In 1988 as his career was winding down the rumors of his love of the rails came to a head when Dent refused to take a mandatory drug test, leading the NFL to hand him a 30-day suspension from the league. The turmoil turned into a bit of a watershed moment in leading to new, strict language in the league’s collective bargaining agreement… but for Dent, it turned into the crack that broke the dam. He was labeled a drug addict, went on to find trouble with the law, and today he is fighting for Hall of Fame induction that eludes him as some suggest his drug problems, coming at the height of the NFL’s cocaine epidemic while serving as the face of the league’s most dominant defense ever, stand in the way of those crucial votes.

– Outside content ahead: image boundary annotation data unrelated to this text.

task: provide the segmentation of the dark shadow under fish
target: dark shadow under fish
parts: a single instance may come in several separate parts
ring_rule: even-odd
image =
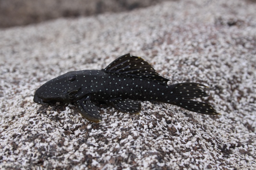
[[[70,71],[46,82],[36,90],[35,102],[75,103],[84,117],[94,122],[101,121],[96,103],[106,103],[123,112],[138,114],[140,101],[159,101],[195,112],[216,115],[209,104],[192,100],[209,96],[196,83],[168,85],[169,79],[157,73],[141,58],[128,54],[105,69]]]

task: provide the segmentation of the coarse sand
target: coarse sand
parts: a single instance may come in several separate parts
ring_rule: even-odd
[[[1,167],[256,169],[255,16],[252,1],[181,0],[0,30]],[[33,102],[51,78],[128,53],[170,84],[209,86],[221,115],[145,101],[140,115],[102,107],[96,123],[71,104]]]

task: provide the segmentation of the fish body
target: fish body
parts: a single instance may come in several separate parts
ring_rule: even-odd
[[[194,112],[218,115],[210,105],[191,100],[208,96],[199,83],[168,85],[142,58],[128,54],[101,70],[68,72],[46,82],[37,90],[34,101],[41,104],[54,101],[74,103],[82,115],[98,122],[99,103],[106,103],[124,113],[138,114],[140,101],[159,101]]]

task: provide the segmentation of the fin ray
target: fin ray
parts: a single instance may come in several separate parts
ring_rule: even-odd
[[[131,55],[130,53],[118,58],[101,70],[151,80],[164,85],[167,85],[170,81],[160,76],[152,66],[143,59]]]
[[[98,111],[99,107],[92,102],[90,96],[84,100],[77,101],[76,104],[80,113],[87,119],[96,122],[102,120]]]
[[[138,101],[121,99],[110,101],[110,103],[116,110],[122,112],[138,114],[140,111],[141,104]]]

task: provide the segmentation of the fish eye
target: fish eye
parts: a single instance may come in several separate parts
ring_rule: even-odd
[[[76,76],[75,75],[70,75],[68,76],[68,80],[70,81],[73,81],[76,79]]]

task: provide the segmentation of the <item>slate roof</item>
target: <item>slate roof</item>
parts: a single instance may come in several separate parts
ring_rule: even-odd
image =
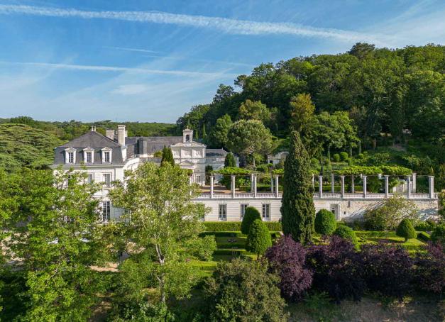
[[[54,165],[65,164],[65,150],[67,148],[76,149],[76,163],[75,165],[80,165],[84,162],[84,149],[86,148],[94,149],[93,165],[102,165],[101,149],[104,148],[111,149],[112,165],[123,163],[121,145],[95,131],[87,132],[63,145],[57,147],[55,149]],[[89,165],[91,164],[89,163]]]
[[[206,149],[206,157],[226,157],[228,152],[224,149]]]

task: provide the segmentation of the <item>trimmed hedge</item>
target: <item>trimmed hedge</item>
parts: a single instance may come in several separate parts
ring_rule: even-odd
[[[417,239],[419,240],[428,243],[431,241],[431,236],[429,233],[425,233],[424,231],[421,231],[420,233],[417,233]]]
[[[206,232],[228,233],[228,235],[215,235],[216,236],[231,236],[230,233],[239,233],[241,231],[241,221],[204,221]],[[264,221],[264,224],[270,231],[282,231],[281,223],[279,221]]]

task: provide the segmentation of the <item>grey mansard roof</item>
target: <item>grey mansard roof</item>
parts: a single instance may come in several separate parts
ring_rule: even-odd
[[[87,148],[94,149],[93,165],[102,165],[101,150],[104,148],[111,149],[111,165],[123,163],[121,145],[95,131],[87,132],[63,145],[57,147],[55,149],[54,165],[65,164],[65,150],[69,148],[76,150],[76,163],[75,165],[80,165],[84,162],[84,149]]]

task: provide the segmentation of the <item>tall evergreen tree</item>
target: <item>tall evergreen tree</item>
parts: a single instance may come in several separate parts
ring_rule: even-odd
[[[167,147],[164,147],[163,149],[163,159],[160,161],[161,165],[165,162],[168,162],[172,165],[175,165],[175,159],[173,158],[173,153],[172,149]]]
[[[233,153],[227,153],[226,159],[224,159],[224,167],[236,167],[236,162]]]
[[[284,234],[302,243],[311,241],[315,218],[309,169],[309,155],[300,134],[292,131],[285,162],[281,221]]]

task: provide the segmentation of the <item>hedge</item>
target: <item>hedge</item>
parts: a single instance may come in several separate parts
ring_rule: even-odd
[[[429,234],[425,233],[424,231],[421,231],[420,233],[417,233],[417,239],[425,243],[431,241],[431,237]]]
[[[241,231],[241,221],[204,221],[203,223],[206,227],[206,231],[234,233]],[[281,231],[282,230],[281,223],[279,221],[264,221],[264,224],[270,231]],[[227,235],[231,236],[231,235]]]

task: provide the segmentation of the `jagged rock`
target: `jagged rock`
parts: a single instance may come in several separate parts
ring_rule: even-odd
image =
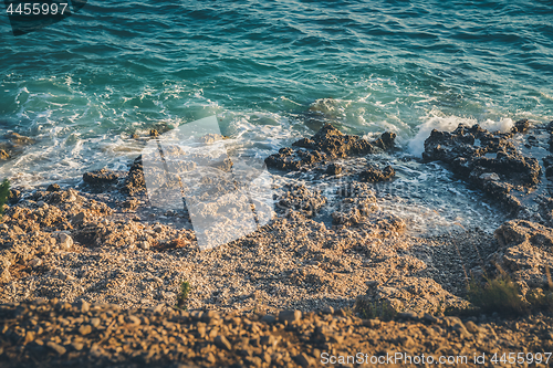
[[[444,290],[427,277],[398,277],[369,287],[358,296],[356,309],[392,308],[395,312],[439,313],[444,307],[468,306],[468,302]]]
[[[491,256],[517,281],[531,287],[547,285],[546,270],[553,270],[553,229],[526,220],[511,220],[494,232],[500,248]]]
[[[85,172],[83,175],[83,181],[91,186],[103,186],[117,181],[118,177],[117,174],[104,168],[92,172]]]
[[[541,167],[535,158],[525,157],[509,140],[525,132],[528,122],[518,122],[511,133],[490,133],[478,125],[459,125],[453,132],[434,129],[425,141],[425,160],[439,160],[451,166],[458,176],[468,179],[486,192],[515,210],[523,188],[540,182]]]
[[[394,133],[386,132],[373,143],[355,135],[345,135],[331,124],[324,125],[311,138],[302,138],[293,147],[281,148],[278,154],[265,159],[268,167],[280,170],[300,170],[304,166],[325,162],[328,159],[364,156],[378,149],[388,150],[394,147]]]
[[[331,164],[326,167],[326,174],[328,175],[338,175],[342,172],[342,166],[336,164]]]
[[[379,169],[376,165],[372,165],[368,169],[359,174],[359,178],[363,181],[377,182],[389,180],[396,175],[396,170],[392,166],[386,166],[384,169]]]
[[[56,183],[52,183],[50,186],[48,186],[46,188],[46,191],[60,191],[61,190],[61,187],[60,185],[56,185]]]

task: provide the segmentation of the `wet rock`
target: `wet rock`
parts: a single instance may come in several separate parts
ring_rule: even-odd
[[[510,140],[519,129],[525,132],[526,123],[518,122],[508,134],[490,133],[478,125],[459,125],[451,133],[435,129],[425,141],[422,158],[449,164],[458,176],[520,210],[517,194],[524,196],[522,188],[534,187],[541,176],[538,160],[523,156]]]
[[[379,169],[376,165],[371,165],[366,170],[359,174],[362,181],[378,182],[389,180],[396,175],[396,171],[392,166],[386,166],[384,169]]]
[[[112,170],[101,169],[96,171],[85,172],[83,181],[91,186],[104,186],[117,181],[118,175]]]
[[[338,175],[342,172],[342,166],[336,164],[331,164],[326,167],[326,174],[328,175]]]
[[[439,313],[441,307],[467,307],[468,302],[444,290],[436,281],[427,277],[397,277],[386,285],[369,288],[358,296],[356,309],[379,307],[396,313]]]
[[[517,123],[514,123],[514,126],[512,127],[513,133],[526,133],[531,127],[531,124],[528,119],[521,119]]]
[[[292,185],[290,190],[280,196],[275,203],[276,208],[284,211],[295,210],[312,218],[321,211],[327,200],[320,191],[307,189],[305,186]]]
[[[63,346],[61,346],[59,344],[55,344],[54,341],[49,341],[46,344],[46,346],[49,348],[51,348],[53,351],[55,351],[58,355],[60,355],[60,356],[64,355],[67,351],[67,349],[65,349]]]
[[[531,287],[547,286],[546,270],[553,269],[553,229],[526,220],[503,223],[494,232],[500,248],[491,255],[515,281]]]
[[[73,246],[73,239],[70,235],[60,233],[59,239],[60,239],[60,248],[63,251],[71,250],[71,248]]]
[[[299,322],[302,319],[302,313],[301,311],[281,311],[279,312],[279,322],[284,323],[288,322],[289,324]]]
[[[364,156],[378,149],[392,149],[395,137],[394,133],[387,132],[369,143],[358,136],[345,135],[331,124],[326,124],[311,138],[302,138],[292,144],[299,148],[281,148],[278,154],[269,156],[265,164],[280,170],[300,170],[328,159]]]
[[[146,180],[144,179],[144,170],[142,162],[142,155],[138,156],[131,169],[128,170],[128,175],[125,178],[125,183],[123,187],[123,191],[128,193],[129,196],[135,196],[137,193],[144,192],[146,190]]]
[[[60,190],[61,190],[60,185],[56,185],[56,183],[51,183],[46,188],[46,191],[60,191]]]

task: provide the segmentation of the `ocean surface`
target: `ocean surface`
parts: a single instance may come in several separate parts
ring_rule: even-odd
[[[124,169],[144,147],[133,134],[210,115],[260,158],[312,135],[317,113],[393,130],[415,158],[432,128],[553,119],[551,0],[90,0],[22,36],[0,9],[0,136],[36,140],[0,164],[19,186]],[[401,165],[400,180],[441,172]],[[465,190],[447,180],[446,196]]]

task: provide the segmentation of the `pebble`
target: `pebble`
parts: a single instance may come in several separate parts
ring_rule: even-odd
[[[461,349],[522,351],[528,346],[541,346],[545,350],[553,348],[550,335],[535,333],[536,327],[553,325],[553,317],[546,316],[484,326],[445,317],[421,325],[403,317],[382,322],[336,317],[322,312],[304,315],[296,313],[299,311],[280,311],[279,322],[294,323],[294,328],[289,328],[290,325],[280,323],[269,326],[263,318],[271,314],[259,318],[259,314],[239,316],[215,311],[194,311],[190,314],[168,308],[143,308],[129,314],[109,304],[92,304],[83,312],[86,309],[83,309],[84,305],[81,301],[71,305],[45,299],[1,304],[3,327],[0,328],[0,340],[3,343],[0,366],[14,368],[36,361],[44,367],[79,366],[84,360],[91,366],[105,366],[102,362],[107,358],[127,366],[133,357],[140,356],[148,367],[192,364],[316,367],[321,365],[322,353],[353,356],[358,351],[373,355],[405,349],[428,356],[447,351],[462,355]],[[13,318],[15,314],[18,318]],[[102,320],[104,327],[101,327]],[[211,325],[206,320],[218,323]],[[479,338],[451,334],[451,329],[463,328],[479,330]],[[503,337],[495,339],[495,334]],[[23,339],[20,341],[8,336]],[[41,345],[48,349],[35,348]],[[469,366],[478,367],[470,362]]]
[[[73,238],[65,233],[60,233],[59,234],[60,239],[60,249],[63,251],[69,251],[73,246]]]

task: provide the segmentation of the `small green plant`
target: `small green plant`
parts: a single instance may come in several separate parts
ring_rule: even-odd
[[[190,294],[190,283],[188,281],[180,282],[180,291],[177,295],[176,308],[186,311],[186,302],[188,301],[188,294]]]
[[[363,319],[380,318],[383,320],[394,319],[397,312],[387,303],[376,304],[357,298],[355,301],[354,312]]]
[[[4,179],[0,185],[0,219],[3,214],[3,206],[8,202],[8,197],[10,196],[10,182]]]
[[[529,312],[519,287],[504,272],[493,280],[487,280],[483,286],[479,282],[471,281],[467,297],[486,314],[495,312],[504,316],[518,316]]]
[[[531,288],[523,297],[517,284],[498,266],[500,274],[495,278],[486,277],[482,285],[472,280],[467,287],[467,299],[472,304],[468,308],[449,308],[446,315],[476,316],[497,313],[514,317],[531,313],[553,313],[553,282],[550,270],[545,269],[549,288]]]

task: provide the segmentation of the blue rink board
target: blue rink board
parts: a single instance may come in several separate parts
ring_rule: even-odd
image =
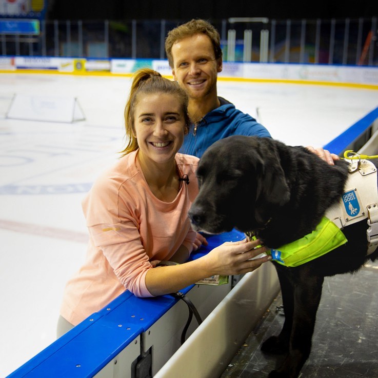
[[[236,242],[245,237],[243,233],[236,230],[206,237],[208,245],[192,253],[190,260],[202,257],[225,242]],[[186,294],[194,286],[190,285],[181,292]],[[146,331],[178,300],[170,295],[138,298],[125,291],[22,365],[8,378],[92,377],[135,338]]]
[[[340,154],[378,118],[378,107],[324,146]],[[206,254],[225,242],[244,238],[234,230],[206,235],[207,246],[193,252],[191,260]],[[181,291],[187,293],[194,285]],[[147,331],[178,301],[169,295],[138,298],[126,291],[98,312],[92,314],[7,378],[84,378],[100,371],[138,335]],[[120,325],[122,327],[119,326]],[[79,365],[79,368],[77,366]]]

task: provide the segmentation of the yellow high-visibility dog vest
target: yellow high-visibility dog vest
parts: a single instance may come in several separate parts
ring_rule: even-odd
[[[288,267],[295,267],[323,256],[348,241],[343,231],[324,216],[311,233],[267,253],[272,260]]]

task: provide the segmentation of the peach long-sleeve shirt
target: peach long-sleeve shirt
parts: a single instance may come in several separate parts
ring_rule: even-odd
[[[61,314],[76,325],[127,289],[151,296],[145,283],[152,260],[169,260],[182,245],[191,252],[196,233],[187,212],[198,193],[198,159],[178,153],[180,174],[187,174],[174,200],[157,199],[136,158],[121,158],[102,174],[83,202],[90,235],[86,261],[67,283]]]

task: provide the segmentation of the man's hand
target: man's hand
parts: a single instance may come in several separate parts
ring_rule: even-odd
[[[331,153],[328,150],[324,150],[321,147],[314,148],[312,146],[306,147],[310,152],[314,153],[330,165],[334,165],[334,162],[340,160],[340,157],[334,153]]]

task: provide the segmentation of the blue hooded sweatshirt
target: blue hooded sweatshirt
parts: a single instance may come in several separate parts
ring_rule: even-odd
[[[208,113],[197,125],[191,125],[179,152],[201,157],[214,142],[231,135],[266,136],[269,131],[248,114],[221,97],[221,106]]]

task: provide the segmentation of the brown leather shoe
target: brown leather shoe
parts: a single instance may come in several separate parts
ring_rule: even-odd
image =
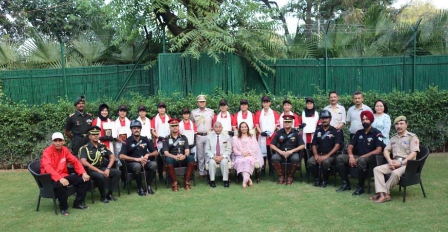
[[[174,171],[174,165],[167,165],[167,170],[168,172],[168,175],[171,178],[171,187],[172,188],[173,192],[177,192],[179,191],[179,187],[177,187],[177,180],[176,179],[176,172]]]
[[[285,182],[285,176],[283,175],[283,170],[281,169],[281,166],[280,163],[273,163],[272,166],[275,168],[276,171],[279,174],[279,182],[277,184],[282,185]]]
[[[377,194],[375,194],[374,195],[370,197],[369,197],[369,199],[371,200],[377,200],[378,198],[379,198],[379,196],[380,196],[380,194],[379,193],[378,193]]]
[[[294,175],[294,173],[296,172],[296,170],[297,170],[297,166],[295,164],[292,164],[291,165],[291,169],[288,172],[288,177],[286,178],[286,185],[291,185],[293,184],[293,176]]]
[[[187,166],[187,173],[185,174],[185,190],[188,191],[191,189],[190,186],[190,178],[193,175],[194,170],[194,163],[188,163]]]
[[[379,198],[374,201],[375,203],[383,203],[391,200],[391,196],[389,194],[381,193],[381,195]]]

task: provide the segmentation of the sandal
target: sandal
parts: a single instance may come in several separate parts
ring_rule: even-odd
[[[68,210],[61,210],[61,215],[62,216],[68,216],[69,215],[70,215],[70,213],[69,213]]]
[[[250,179],[249,179],[249,187],[254,187],[254,182]]]

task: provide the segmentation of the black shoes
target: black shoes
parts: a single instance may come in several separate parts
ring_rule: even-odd
[[[325,180],[322,181],[322,183],[320,184],[320,186],[319,186],[320,188],[325,188],[328,186],[328,182]]]
[[[356,188],[356,191],[355,191],[355,193],[352,194],[352,196],[358,196],[364,193],[364,189],[362,187],[358,187]]]
[[[352,187],[350,186],[350,182],[346,181],[342,181],[342,186],[341,186],[341,188],[337,190],[336,190],[336,192],[342,192],[345,191],[345,190],[351,190]]]
[[[89,209],[89,206],[83,205],[80,203],[73,202],[73,208],[79,209],[80,210],[87,210]]]
[[[139,196],[146,196],[146,193],[145,193],[145,191],[143,191],[143,189],[142,188],[139,188],[138,192]]]
[[[117,199],[115,199],[115,198],[113,196],[112,194],[109,194],[109,195],[107,196],[106,196],[106,198],[107,198],[108,200],[109,200],[110,201],[115,201],[117,200]]]
[[[155,193],[154,191],[152,191],[152,189],[151,189],[151,185],[147,185],[147,186],[146,186],[146,187],[148,188],[148,189],[148,189],[148,193],[149,193],[149,194],[150,194],[150,195],[153,195],[155,194]]]

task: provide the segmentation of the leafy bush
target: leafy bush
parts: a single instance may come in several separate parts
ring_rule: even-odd
[[[240,101],[248,100],[249,110],[255,112],[261,108],[261,94],[250,91],[242,94],[226,94],[216,89],[207,95],[207,106],[216,112],[219,111],[219,101],[224,98],[229,102],[228,110],[235,113],[239,110]],[[436,87],[429,88],[424,91],[412,94],[393,91],[390,93],[378,93],[373,91],[364,93],[364,104],[373,108],[374,102],[378,99],[384,100],[388,105],[388,114],[392,120],[404,115],[409,121],[408,130],[417,134],[421,143],[431,150],[442,147],[448,141],[448,126],[446,116],[448,115],[448,91],[439,90]],[[110,115],[112,119],[117,117],[116,109],[119,105],[125,104],[130,109],[128,117],[134,119],[137,117],[137,108],[143,105],[147,107],[148,116],[152,118],[157,113],[157,104],[164,102],[168,106],[167,113],[172,117],[180,118],[183,108],[190,110],[197,107],[196,96],[191,94],[184,97],[180,93],[167,96],[160,92],[156,96],[144,97],[133,94],[131,101],[121,100],[105,101],[110,107]],[[98,106],[101,102],[91,102],[86,96],[86,111],[97,117]],[[271,96],[271,107],[278,112],[283,111],[282,102],[285,97],[292,102],[293,111],[299,114],[305,107],[304,98],[289,94],[282,96]],[[314,96],[316,109],[320,111],[327,106],[327,95]],[[339,96],[340,104],[348,109],[353,105],[351,95]],[[75,111],[72,104],[73,99],[60,99],[58,104],[46,104],[40,106],[28,105],[25,102],[14,103],[4,98],[0,98],[0,165],[24,167],[30,161],[39,159],[43,149],[50,144],[51,134],[56,131],[63,132],[65,119],[68,114]],[[345,129],[346,138],[348,130]],[[391,128],[391,134],[394,129]],[[346,139],[346,142],[348,142]],[[66,145],[70,147],[70,141]]]

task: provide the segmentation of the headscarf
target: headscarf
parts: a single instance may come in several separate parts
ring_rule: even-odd
[[[101,115],[101,111],[103,111],[103,110],[104,109],[107,109],[108,111],[107,116],[106,117],[103,117],[103,116]],[[103,103],[101,105],[100,105],[99,107],[98,108],[98,117],[99,118],[101,121],[106,121],[106,120],[107,120],[107,118],[109,117],[109,107],[107,105],[107,104],[106,103]]]
[[[306,103],[308,102],[311,102],[313,103],[312,109],[309,109],[306,107]],[[313,98],[309,97],[306,99],[306,101],[305,102],[305,110],[303,111],[305,111],[305,116],[307,118],[313,117],[313,115],[314,115],[314,113],[316,112],[316,105],[314,104],[314,100],[313,100]]]

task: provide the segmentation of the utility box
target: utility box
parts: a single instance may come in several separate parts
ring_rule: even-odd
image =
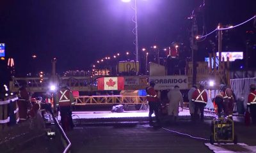
[[[139,62],[135,61],[119,61],[118,72],[119,73],[136,73],[140,71]]]

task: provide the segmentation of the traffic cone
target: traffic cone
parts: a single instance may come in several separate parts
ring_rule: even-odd
[[[245,112],[244,113],[244,123],[245,126],[248,126],[251,122],[251,117],[248,111]]]

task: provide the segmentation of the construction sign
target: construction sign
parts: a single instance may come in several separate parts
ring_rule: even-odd
[[[159,76],[150,76],[149,82],[154,81],[156,84],[155,89],[168,90],[175,85],[179,85],[180,89],[188,89],[188,78],[184,75],[169,75]]]

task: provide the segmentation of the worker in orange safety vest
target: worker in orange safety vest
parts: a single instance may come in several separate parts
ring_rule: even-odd
[[[27,84],[24,84],[19,90],[19,115],[20,122],[28,119],[28,110],[31,107],[30,102],[30,96],[26,89]]]
[[[204,121],[204,110],[207,103],[207,94],[204,90],[204,83],[200,83],[199,89],[194,91],[192,94],[192,101],[195,103],[195,112],[198,112],[198,109],[200,112],[200,120]],[[193,120],[199,119],[199,115],[195,113]]]
[[[221,117],[221,112],[225,111],[224,107],[224,92],[220,92],[214,98],[214,110],[218,114],[218,117]]]
[[[149,105],[149,124],[150,125],[153,124],[152,115],[153,114],[154,112],[155,112],[156,121],[158,124],[159,123],[158,111],[160,106],[160,103],[159,99],[157,98],[157,92],[154,89],[155,85],[156,84],[154,81],[151,81],[149,83],[149,87],[146,88],[147,99],[148,101]]]
[[[255,84],[250,85],[250,93],[248,97],[247,110],[250,108],[252,124],[256,124],[256,87]]]
[[[72,105],[74,105],[74,97],[67,85],[61,86],[57,95],[56,106],[59,108],[61,122],[64,131],[69,131],[74,127],[72,119]]]

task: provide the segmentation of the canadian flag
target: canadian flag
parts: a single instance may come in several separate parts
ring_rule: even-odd
[[[98,90],[121,91],[124,89],[124,77],[102,77],[97,79]]]

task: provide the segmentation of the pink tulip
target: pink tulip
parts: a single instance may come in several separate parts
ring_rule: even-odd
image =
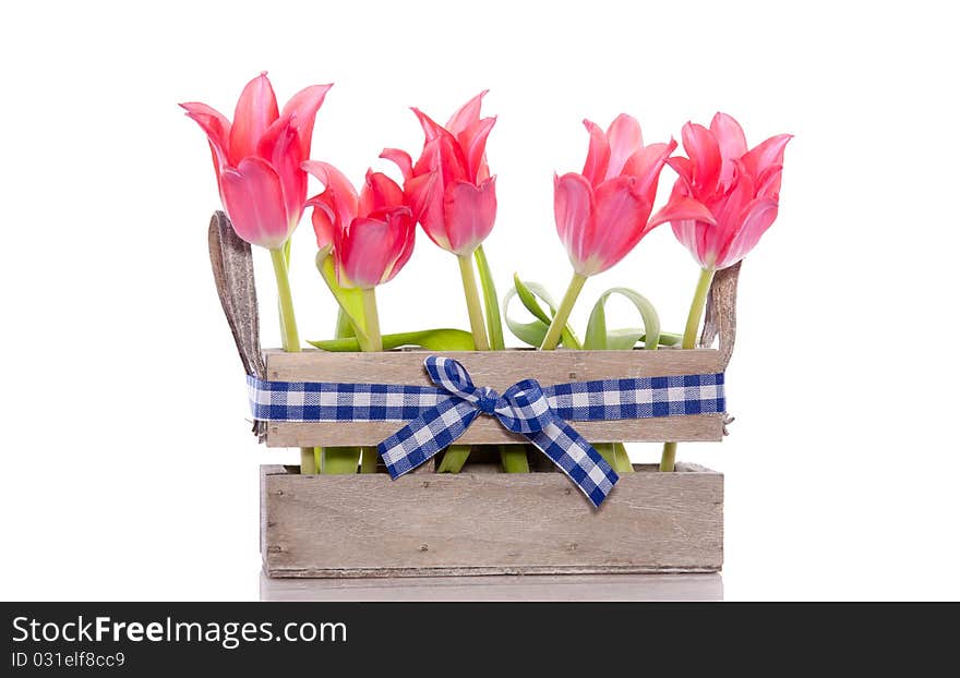
[[[709,130],[691,122],[684,125],[688,158],[668,160],[680,179],[657,219],[670,221],[676,239],[701,268],[719,270],[736,264],[773,223],[783,149],[791,138],[779,134],[747,150],[740,124],[724,113],[713,116]],[[694,216],[696,209],[712,219]]]
[[[357,190],[326,162],[303,169],[320,179],[324,191],[312,197],[313,230],[321,251],[333,250],[343,287],[372,289],[396,276],[413,253],[417,222],[404,204],[404,191],[381,172],[367,172]]]
[[[649,221],[657,182],[676,142],[644,146],[639,123],[627,114],[605,133],[589,120],[584,124],[587,162],[579,174],[554,175],[553,214],[574,270],[587,277],[620,262],[658,225]]]
[[[381,155],[403,171],[407,204],[427,235],[459,256],[473,253],[496,217],[496,178],[490,175],[485,152],[496,118],[480,118],[485,94],[467,101],[445,126],[415,108],[427,135],[416,164],[396,148]]]
[[[297,228],[307,199],[307,173],[316,111],[332,85],[300,90],[277,110],[266,73],[254,77],[237,101],[233,122],[205,104],[181,104],[206,132],[217,186],[237,234],[275,250]]]

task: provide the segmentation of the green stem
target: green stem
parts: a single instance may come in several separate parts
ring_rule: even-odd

You think he’s cleared up, gotten clean, and moved on… and you wake up one day and there he is again.
You know Lawrence Taylor and his record of off-the-field (and sometimes on the field) performance. If not, we suggest you try this nifty trick. Type “Lawrence Taylor Legal History” into Google and you’ll get THIS.
To be fair, that graphic starts in the 1800′s with some other Lawrence Taylor, but note the TREMENDOUS spike in the graph starting in 1986. Everything after that date belongs to LT. We won’t recount here (all of the hits are there in the Google link), but know this… Taylor could be the top dog on this list. He SHOULD be the top dog on this list… but he ain’t done yet and we’d hate to rob him of his pursuit of those goals.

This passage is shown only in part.